The mostly implausible solutions proffered by disparate victors do not relate to specific problems, but to a diffuse sense that established European politics is neither connected to, nor responsive to, the anxieties of ordinary Europeans. Some such anxieties – think of demographic pressures on welfare services – are shared with many other advanced economies. Other problems, ducked by Europhiles for too long, concern how Europe is run.

Most starkly, the arrangements of a single currency have proved catastrophic for the continent's south. Makeshift pragmatism from its central bank, Mario Draghi's famous pledge to "do whatever it takes", defused the danger of an immediate explosion, but the misery of 19 million unemployed lingers on, as does the spectre of deflation. More fundamental than the mismatch between supranational monetary power and national sovereignty in fiscal affairs is the lack of any form of popular counterbalance to the vast power of the European Central Bank. The euro's architects imagined that if they locked the institutions in place, the politics would automatically follow. That was a delusion – but one in keeping with a European way of working in which executive initiative lies with an unelected commission, make-or-break power is found in private horse-trading, and the important work of the European parliament itself is scarcely understood.

Large parts of the European electorate have come to regard this way of working as treating them with contempt; manoeuvring by the parliament's weakened centre-right bloc to install Jean-Claude Juncker as the new head of the commission suggests continuing presumption.
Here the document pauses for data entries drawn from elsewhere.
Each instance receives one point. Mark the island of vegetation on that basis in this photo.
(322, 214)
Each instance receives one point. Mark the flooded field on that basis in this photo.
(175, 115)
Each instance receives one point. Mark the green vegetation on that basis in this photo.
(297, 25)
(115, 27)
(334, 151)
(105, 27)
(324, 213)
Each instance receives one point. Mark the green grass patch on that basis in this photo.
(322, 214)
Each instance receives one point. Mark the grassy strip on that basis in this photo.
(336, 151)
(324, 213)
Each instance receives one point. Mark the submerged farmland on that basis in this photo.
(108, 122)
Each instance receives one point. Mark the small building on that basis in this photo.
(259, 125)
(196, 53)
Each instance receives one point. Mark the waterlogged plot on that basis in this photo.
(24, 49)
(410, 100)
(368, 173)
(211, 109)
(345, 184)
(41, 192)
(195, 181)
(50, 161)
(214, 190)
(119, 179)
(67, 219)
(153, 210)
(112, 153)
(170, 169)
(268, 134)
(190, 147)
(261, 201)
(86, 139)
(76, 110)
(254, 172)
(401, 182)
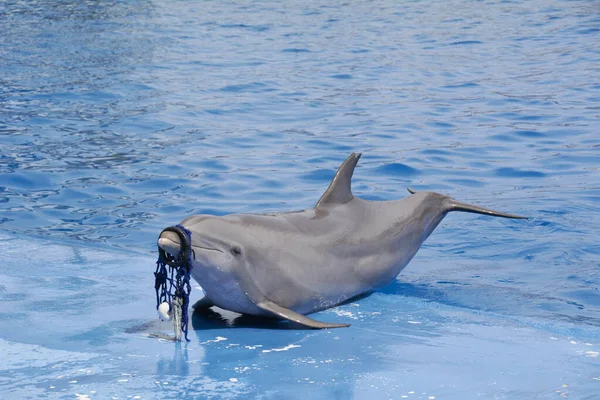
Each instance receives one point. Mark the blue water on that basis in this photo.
(119, 118)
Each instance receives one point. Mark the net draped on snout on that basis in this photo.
(172, 280)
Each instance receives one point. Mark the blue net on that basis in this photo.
(172, 282)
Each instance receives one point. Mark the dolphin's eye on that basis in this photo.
(236, 251)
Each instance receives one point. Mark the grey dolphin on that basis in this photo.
(295, 263)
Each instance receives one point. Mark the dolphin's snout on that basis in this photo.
(169, 242)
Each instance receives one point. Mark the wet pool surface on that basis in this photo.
(119, 118)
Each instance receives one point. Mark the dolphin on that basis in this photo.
(290, 264)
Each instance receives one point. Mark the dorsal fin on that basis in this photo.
(339, 190)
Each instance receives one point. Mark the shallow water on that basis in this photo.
(119, 118)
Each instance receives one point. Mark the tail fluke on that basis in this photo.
(453, 205)
(458, 206)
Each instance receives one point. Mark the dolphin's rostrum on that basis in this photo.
(295, 263)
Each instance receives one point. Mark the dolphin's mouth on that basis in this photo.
(170, 242)
(174, 246)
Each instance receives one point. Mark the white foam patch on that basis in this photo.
(286, 348)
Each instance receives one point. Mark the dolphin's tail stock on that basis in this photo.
(458, 206)
(453, 205)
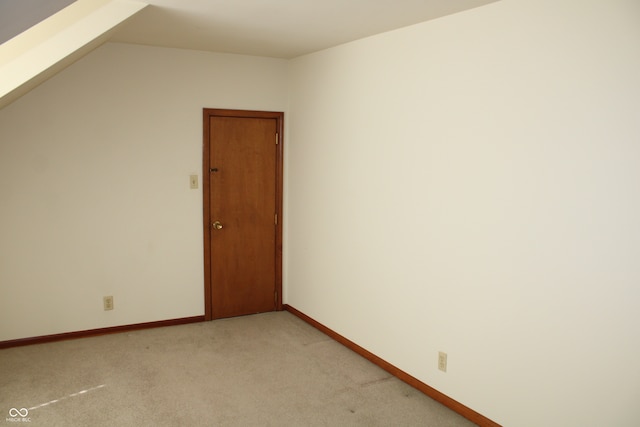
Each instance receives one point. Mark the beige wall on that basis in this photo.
(472, 185)
(94, 185)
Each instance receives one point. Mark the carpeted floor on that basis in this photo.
(263, 370)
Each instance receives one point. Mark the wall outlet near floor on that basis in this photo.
(108, 303)
(442, 361)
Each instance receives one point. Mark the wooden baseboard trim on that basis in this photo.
(101, 331)
(450, 403)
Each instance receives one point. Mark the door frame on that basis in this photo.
(206, 193)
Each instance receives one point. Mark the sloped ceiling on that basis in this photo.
(18, 16)
(274, 28)
(43, 50)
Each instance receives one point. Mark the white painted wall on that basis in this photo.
(94, 185)
(472, 185)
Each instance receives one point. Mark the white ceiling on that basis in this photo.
(276, 28)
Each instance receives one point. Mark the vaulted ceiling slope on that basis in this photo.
(46, 48)
(277, 28)
(274, 28)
Things are not working well; the grave difficulty is that, with no political possibility of rewriting the treaties any time soon, the continent's immediate choice is either to continue to work together, however imperfectly, on issues from climate change to trade that cry out for multilaterialism, or instead to sink into a collectively self-defeating separatism.

Nick Clegg displayed a certain bravery in taking the case for internationalism direct to Nigel Farage in the TV debates, but his complacent statement that Europe would be "much the same" in 10 years' time as today let slip how even staunch pro-Europeans are now more focused on defending a disliked status quo than developing something better. Mr Clegg embodies the politics rejected this weekend, and – make no mistake – the battering endured by the Lib Dems this week poses existential questions for them. As we report, internal polling suggests that the parliamentary party could be looking at something approaching oblivion. Inevitably, the party's internal discussion is turning to the choreography, timing and personnel of the end of the coalition.

It is right for the party to ask all the questions, although it should not kid itself that there are any easy answers, not least because its problems are a distilled concentrate of the poison flooding so much of the European mainstream, including its traditional rivals at home. Ukip won on Ed Miliband's home turf of Doncaster, as well as in Newark, where David Cameron is defending a seat in a byelection. Much of England disdains career politicians who climb up through the hollowed-out traditional parties – politicians who cannot get away with Farage-style sloganeering, but have to come up with something resembling a platform for government. Last week's vote against Europe has posed serious questions, but has produced few serious answers.